The Evaluation Brief is the final decision artefact.
It should be short enough for a manager, product owner, legal reviewer, or security reviewer to understand quickly. The brief is not a full research report. It is a decision-ready summary of the workflow, method, evidence, risks, and recommendation.
## 1. Context and frame
**Workflow:**
[What workflow is being evaluated?]
**Baseline:**
[What happens now without the AI tool?]
**Decision question:**
[Should this tool be used for this workflow, with what level of human oversight?]
**Users and affected people:**
[Operators, owners, end users, bystanders]
**Risk level:**
[Low / medium / high, with one sentence explaining why]
**Data boundary:**
[What data can and cannot enter the tool?]
---
## 2. Method
**Tool/version/settings:**
[Tool details, version if known, relevant settings]
**Test date:**
[Date]
**Cases used:**
[Number and type of cases: typical, edge, misleading/adversarial]
**Criteria:**
[Criteria used for scoring]
**Scoring method:**
[For example, 0 to 2 scale with evidence notes]
**Reviewers:**
[Who reviewed the outputs and what expertise they had]
**Baseline comparison:**
[How the tool was compared with the current workflow]
---
## 3. Findings
**Summary of results:**
[Short summary of performance by criterion]
**Strengths:**
- [Strength 1]
- [Strength 2]
- [Strength 3]
**Failure modes:**
- [Failure mode 1]
- [Failure mode 2]
- [Failure mode 3]
**Evidence notes:**
- [Brief evidence note with case reference]
- [Brief evidence note with case reference]
- [Brief evidence note with case reference]
**Reviewer disagreement:**
[Where reviewers disagreed and what that means]
---
## 4. Recommendation
**Verdict:**
[Adopt / restrict / do not adopt]
**Reason:**
[Why this verdict follows from the evidence]
**Conditions or mitigations:**
- [Condition 1]
- [Condition 2]
- [Condition 3]
**Escalation path:**
[When a human, senior reviewer, SME, legal, privacy, or security role must be involved]
---
## 5. Re-test triggers
Re-test if:
- [Trigger 1]
- [Trigger 2]
- [Trigger 3]
**Review cadence:**
[For example, 90 days for pilot, 6 months for lower-risk ongoing review]
---
## Flags
**Privacy:**
[None / concern / action required]
**Security:**
[None / concern / action required]
**Legal or regulatory:**
[None / concern / action required]
**Data handling:**
[None / concern / action required]
**Adoption conditions:**
[What must remain true for the verdict to hold]
Workflow:
Tier-1 customer support reply drafting for recurring refund, cancellation, duplicate charge, and technical access tickets.
Baseline:
Agents manually draft replies using the policy page and account notes. Senior support lead reviews complex cases.
Decision question:
Should Tool B support Tier-1 customer reply drafting, with agent review, in this workflow?

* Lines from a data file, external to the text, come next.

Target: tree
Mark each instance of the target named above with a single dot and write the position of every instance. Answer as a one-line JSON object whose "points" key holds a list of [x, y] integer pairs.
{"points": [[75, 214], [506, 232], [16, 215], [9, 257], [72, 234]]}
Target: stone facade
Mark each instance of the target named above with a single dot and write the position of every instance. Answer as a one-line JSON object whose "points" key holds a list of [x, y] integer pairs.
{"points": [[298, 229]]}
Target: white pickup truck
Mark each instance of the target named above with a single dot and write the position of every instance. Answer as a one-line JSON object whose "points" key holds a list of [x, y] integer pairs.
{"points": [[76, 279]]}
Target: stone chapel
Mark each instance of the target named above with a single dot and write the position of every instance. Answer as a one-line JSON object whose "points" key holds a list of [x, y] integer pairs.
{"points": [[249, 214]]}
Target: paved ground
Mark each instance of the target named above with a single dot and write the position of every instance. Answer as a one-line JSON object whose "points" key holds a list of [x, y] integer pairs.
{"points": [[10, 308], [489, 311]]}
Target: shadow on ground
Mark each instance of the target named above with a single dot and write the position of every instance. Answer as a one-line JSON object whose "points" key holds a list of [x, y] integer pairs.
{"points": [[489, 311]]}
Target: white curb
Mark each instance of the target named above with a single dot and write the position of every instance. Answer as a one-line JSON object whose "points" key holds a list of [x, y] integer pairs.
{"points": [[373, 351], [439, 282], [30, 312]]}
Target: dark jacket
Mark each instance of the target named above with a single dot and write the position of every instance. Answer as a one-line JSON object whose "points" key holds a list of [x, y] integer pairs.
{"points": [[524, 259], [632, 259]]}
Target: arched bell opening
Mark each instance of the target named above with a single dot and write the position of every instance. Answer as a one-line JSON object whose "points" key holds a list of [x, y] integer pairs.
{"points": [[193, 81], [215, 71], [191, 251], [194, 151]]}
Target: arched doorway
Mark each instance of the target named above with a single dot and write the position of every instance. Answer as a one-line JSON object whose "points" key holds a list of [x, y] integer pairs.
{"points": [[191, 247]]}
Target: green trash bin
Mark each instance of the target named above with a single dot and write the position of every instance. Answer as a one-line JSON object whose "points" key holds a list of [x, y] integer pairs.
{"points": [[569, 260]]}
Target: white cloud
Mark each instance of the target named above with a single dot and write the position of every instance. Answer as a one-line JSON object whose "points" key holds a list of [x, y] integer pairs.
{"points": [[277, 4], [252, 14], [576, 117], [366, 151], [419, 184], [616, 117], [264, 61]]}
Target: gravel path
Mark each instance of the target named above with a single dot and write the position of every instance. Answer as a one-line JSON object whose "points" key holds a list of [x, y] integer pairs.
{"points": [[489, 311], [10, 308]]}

Users and affected people:
Support agents use the tool. The support lead owns quality and risk. Customers receive the final reply. Bystanders may be affected if their data appears in the ticket.
Risk level:
Medium. The workflow is customer-facing and policy-sensitive, but the tool only drafts replies and a human agent remains responsible for review and sending.
Data boundary:
Only minimum necessary ticket context may be entered. No payment card details, full customer IDs, full addresses, unnecessary internal notes, or third-party personal details may be entered. Tool use must stay inside approved systems.
Tool/version/settings:
Tool B, approved drafting mode, no automatic sending, agent review required.
Test date:
Example date: 19 May 2026.
Cases used:
Six fictional but realistic cases: four typical, one edge, and one misleading/adversarial case.
Criteria:
- Policy accuracy
- Customer context
- Safe tone
Scoring method:
0 to 2 scale for each criterion, with evidence notes. Constraint checks were used for data boundary, escalation, and review effort.
Reviewers:
Two reviewers compared Tool B outputs against the same scorecard. Reviewer 1 represented support workflow knowledge. Reviewer 2 represented policy and quality review.
Baseline comparison:
Tool B was compared with the current manual drafting process, focusing on whether it could reduce drafting effort without reducing policy accuracy, safety, or review quality.
Summary of results:
Tool B performed strongly across the small case set. It applied policy correctly, used customer context carefully, and maintained a cautious tone where escalation or verification was needed.
Strengths:
- Correctly handled standard refund and subscription policy.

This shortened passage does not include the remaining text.